How do you juggle writing with all the other demands on your time?

It's extremely difficult. I have three kids, a full time job, kid's volleyball and soccer practices, their volleyball and soccer games to attend, and their homework to help them with, giving me very little time to write. There are times that I'm itching to write, but can't get to it for a week, or I can only get to it when everyone's asleep, like at 11 pm or midnight. By that time, however, I'm pretty wonked out and have a strenuous time trying to stay awake to type. Though, the stories in my head keep me propelled and the love of writing, of storytelling, of the hope that someone will read my stories and love them, keeps me going. So, my juggle with writing and the other demands on my time can be phrased with one word: "Sporadic." I get to writing when I can.

Sports have been a big part of your life. Do you think there are similarities between playing sports and writing books? Does one of these interests influence the other?

Great question. They are very similar, but in a strange way. I love playing sports and I was very good at sports. I was what people would call a talented athlete. Whatever I did, I ended up excelling at (in sports). In writing, and in sports, there are two key components (and probably more that I haven't observed properly, as in, it's probably right in front of me, but I don't see it). The first component is practice, practice, practice. Just as in sports, if you practice the art of writing, you'll get better and better at it. If I am having a tough time making free throws on the basketball court, then I must stay after practice and shoot free throws until I reach my goal. That is how I get better. In writing, if I'm having a tough time with grammar, then reading about grammar and practicing it, is how I would get better. The second component is mimicking. If I mimicked the shooting technique of the greatest free throw shooter that I have ever seen, then over time, I would integrate that shooting technique into my own technique and make more free throws. If I read the books of the greatest authors out there, those who have incredible stories, those that have excellent grammar, and those that have incredible character development, then I'd integrate those skills into my own writing, bettering my writing style and my stories.

Do your children get involved in your writing? Do they give you ideas or read your work before it's published?

My children are brutally honest. If they don't like something, such as an idea, or even a book I've written, they'll tell me, especially my twelve year old daughter. Talk about being blunt! My son has given me unbelievable ideas for stories and "things" that I can add into my book(s). It's fun, because I see the glow in their eyes when their brainstorming hits home, and I decide to run with it.

What's the most difficult part of writing for you?

The most difficult part of writing is the fact that I want to get it done, published, and perfect the moment I think of a book. Even though writing it is a blast, I tend to get impatient. Also, it's difficult to read negative reviews. I've put my heart, soul, and the kitchen sink in my writing and when someone rips it apart, it stings a little...

...okay...

...a lot! I'm starting to grow a thick skin, though. I have a lot more positive reviews than negative, so I'm crossing my fingers that it stays that way.

Do you work on more than one writing project at a time? What's next for you?


I work on about four at a time. If you go to my website, www.thepurelights.com, you'll see a book progress meter of each book I'm currently writing. For example, you'd see the bar reader show that I'm 83% done with "The PureLights and the Pyramid of Ohm"; 9% done with "Star Guild"; 4% done with "Bear 13"; and 2% done with "The Indigo's".

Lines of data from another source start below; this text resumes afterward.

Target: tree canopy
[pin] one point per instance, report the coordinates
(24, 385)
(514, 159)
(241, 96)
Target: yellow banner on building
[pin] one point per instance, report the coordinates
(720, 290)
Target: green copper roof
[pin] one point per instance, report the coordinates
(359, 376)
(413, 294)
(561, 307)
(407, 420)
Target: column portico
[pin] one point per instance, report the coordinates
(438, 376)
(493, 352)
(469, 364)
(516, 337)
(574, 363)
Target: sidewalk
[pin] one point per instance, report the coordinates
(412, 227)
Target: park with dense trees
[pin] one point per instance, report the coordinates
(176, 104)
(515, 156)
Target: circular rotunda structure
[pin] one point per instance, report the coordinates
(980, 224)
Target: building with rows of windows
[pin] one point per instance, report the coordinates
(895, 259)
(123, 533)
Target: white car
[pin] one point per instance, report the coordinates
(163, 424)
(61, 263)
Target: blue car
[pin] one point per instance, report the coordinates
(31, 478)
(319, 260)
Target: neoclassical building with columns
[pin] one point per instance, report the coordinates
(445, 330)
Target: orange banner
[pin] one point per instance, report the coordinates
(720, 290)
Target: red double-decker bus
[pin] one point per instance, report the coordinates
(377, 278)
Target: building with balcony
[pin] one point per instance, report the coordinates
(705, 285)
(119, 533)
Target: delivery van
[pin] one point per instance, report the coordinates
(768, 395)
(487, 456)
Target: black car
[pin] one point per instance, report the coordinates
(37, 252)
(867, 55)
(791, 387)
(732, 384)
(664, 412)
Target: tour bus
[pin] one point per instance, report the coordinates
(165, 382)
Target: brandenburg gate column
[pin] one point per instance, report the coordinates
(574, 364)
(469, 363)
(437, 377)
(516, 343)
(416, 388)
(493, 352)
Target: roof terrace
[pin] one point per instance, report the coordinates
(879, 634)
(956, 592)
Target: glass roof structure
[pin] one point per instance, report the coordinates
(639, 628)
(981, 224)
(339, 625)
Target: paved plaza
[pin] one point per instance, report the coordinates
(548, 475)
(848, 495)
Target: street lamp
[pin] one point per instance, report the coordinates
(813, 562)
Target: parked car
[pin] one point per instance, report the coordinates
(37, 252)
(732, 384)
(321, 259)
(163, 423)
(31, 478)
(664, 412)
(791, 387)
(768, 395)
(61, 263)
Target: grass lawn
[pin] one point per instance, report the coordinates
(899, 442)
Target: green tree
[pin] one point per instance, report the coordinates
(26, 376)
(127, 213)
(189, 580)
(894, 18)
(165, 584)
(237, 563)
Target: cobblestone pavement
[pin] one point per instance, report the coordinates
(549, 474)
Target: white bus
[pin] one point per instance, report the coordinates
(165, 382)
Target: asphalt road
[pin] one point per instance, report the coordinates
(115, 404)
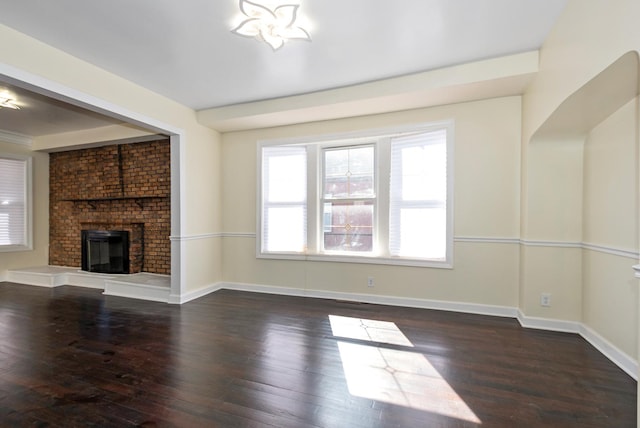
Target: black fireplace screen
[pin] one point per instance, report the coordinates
(105, 251)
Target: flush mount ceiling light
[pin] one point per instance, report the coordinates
(273, 26)
(8, 102)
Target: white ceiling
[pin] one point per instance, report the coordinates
(186, 51)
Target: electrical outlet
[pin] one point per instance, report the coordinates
(545, 299)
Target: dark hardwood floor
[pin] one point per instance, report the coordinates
(70, 356)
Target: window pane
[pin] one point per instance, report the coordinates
(418, 194)
(348, 226)
(349, 172)
(285, 176)
(424, 172)
(285, 229)
(284, 205)
(13, 196)
(423, 233)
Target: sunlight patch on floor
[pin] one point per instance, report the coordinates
(391, 375)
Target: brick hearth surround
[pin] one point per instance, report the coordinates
(117, 187)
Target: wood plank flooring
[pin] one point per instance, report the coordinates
(70, 356)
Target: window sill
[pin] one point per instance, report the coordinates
(394, 261)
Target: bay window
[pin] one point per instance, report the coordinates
(375, 197)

I've joined "NanoWrimo", which is National Book Writing website for a writing competition that happens each November). The goal is to write a book in one month and my hope is that I can finish Star Guild by the end of November.

Is there anything else you would like to say to Book Pound readers?

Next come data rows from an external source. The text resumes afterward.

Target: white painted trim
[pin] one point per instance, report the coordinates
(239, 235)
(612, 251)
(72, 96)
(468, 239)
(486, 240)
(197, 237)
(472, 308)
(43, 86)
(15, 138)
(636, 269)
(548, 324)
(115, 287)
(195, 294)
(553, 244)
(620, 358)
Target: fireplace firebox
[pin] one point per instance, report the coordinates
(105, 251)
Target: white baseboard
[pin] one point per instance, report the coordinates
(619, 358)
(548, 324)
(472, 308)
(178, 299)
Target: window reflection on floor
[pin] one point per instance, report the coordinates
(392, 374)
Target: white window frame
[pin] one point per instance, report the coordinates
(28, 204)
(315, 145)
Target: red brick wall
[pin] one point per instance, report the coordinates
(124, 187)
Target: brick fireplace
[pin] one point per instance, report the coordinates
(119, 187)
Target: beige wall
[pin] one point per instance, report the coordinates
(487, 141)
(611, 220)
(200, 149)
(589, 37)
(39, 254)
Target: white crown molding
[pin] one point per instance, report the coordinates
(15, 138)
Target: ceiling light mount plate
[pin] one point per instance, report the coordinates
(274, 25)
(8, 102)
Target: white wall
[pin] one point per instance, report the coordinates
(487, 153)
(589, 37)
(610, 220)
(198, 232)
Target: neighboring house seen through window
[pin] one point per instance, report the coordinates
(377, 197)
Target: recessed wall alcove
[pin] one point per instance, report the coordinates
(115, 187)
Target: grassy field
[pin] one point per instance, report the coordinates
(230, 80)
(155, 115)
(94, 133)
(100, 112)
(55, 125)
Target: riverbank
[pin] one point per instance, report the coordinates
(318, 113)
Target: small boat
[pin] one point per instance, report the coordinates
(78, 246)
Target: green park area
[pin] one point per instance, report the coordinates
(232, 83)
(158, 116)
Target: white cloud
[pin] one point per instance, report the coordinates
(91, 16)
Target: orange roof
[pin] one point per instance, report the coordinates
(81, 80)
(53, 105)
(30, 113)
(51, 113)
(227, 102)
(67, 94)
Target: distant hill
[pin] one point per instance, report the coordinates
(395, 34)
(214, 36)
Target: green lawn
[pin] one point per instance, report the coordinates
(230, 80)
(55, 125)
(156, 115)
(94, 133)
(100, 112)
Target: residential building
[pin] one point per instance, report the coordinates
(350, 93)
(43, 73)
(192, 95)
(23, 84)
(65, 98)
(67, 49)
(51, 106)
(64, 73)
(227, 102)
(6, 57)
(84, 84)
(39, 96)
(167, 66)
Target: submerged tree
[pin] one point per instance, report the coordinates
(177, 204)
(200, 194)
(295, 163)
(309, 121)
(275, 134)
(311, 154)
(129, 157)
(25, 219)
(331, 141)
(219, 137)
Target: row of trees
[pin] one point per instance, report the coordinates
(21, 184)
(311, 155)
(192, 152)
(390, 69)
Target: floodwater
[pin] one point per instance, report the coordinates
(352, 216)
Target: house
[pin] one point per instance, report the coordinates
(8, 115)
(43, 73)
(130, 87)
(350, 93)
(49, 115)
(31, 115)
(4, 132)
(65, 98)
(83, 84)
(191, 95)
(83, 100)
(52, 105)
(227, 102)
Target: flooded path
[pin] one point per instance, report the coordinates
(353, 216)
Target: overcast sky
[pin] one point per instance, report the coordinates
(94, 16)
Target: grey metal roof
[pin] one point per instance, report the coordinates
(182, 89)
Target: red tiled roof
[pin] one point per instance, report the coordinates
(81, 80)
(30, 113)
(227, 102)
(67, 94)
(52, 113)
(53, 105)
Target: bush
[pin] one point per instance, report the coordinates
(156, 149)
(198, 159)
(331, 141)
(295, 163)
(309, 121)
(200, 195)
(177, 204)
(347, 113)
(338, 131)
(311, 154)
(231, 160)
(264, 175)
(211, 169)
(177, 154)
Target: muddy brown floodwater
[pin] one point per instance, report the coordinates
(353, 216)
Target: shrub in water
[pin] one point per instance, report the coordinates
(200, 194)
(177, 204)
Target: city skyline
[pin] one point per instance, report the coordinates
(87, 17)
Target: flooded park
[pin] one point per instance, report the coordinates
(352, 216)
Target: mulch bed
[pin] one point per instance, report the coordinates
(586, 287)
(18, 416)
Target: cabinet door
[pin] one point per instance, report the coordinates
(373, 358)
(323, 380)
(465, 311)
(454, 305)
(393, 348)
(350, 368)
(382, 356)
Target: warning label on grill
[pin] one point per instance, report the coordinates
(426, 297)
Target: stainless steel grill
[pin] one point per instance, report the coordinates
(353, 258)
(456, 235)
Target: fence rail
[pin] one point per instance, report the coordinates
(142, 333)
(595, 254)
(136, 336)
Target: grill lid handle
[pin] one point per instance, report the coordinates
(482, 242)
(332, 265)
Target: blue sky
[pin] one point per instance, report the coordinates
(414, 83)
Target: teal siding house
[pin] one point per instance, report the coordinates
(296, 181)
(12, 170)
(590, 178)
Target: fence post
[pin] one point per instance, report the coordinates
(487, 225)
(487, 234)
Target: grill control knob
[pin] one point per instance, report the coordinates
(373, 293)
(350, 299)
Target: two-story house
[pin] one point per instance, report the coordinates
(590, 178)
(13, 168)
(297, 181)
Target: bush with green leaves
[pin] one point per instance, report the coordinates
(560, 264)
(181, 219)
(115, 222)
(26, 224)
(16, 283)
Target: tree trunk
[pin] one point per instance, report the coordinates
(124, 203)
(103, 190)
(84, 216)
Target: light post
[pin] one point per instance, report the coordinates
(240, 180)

Enjoy life. Do what makes your heart sing. And, if you fail once, twice, or a hundred times at what you love to do, then get back up and keep going. You'll find a way to make it work. Where there is a will, there is a way. The object in failure is to learn from it, then call the failure a challenge or an opportunity. Once you do that, you're one step closer to fulfilling your dream. At least, that's how I look at it.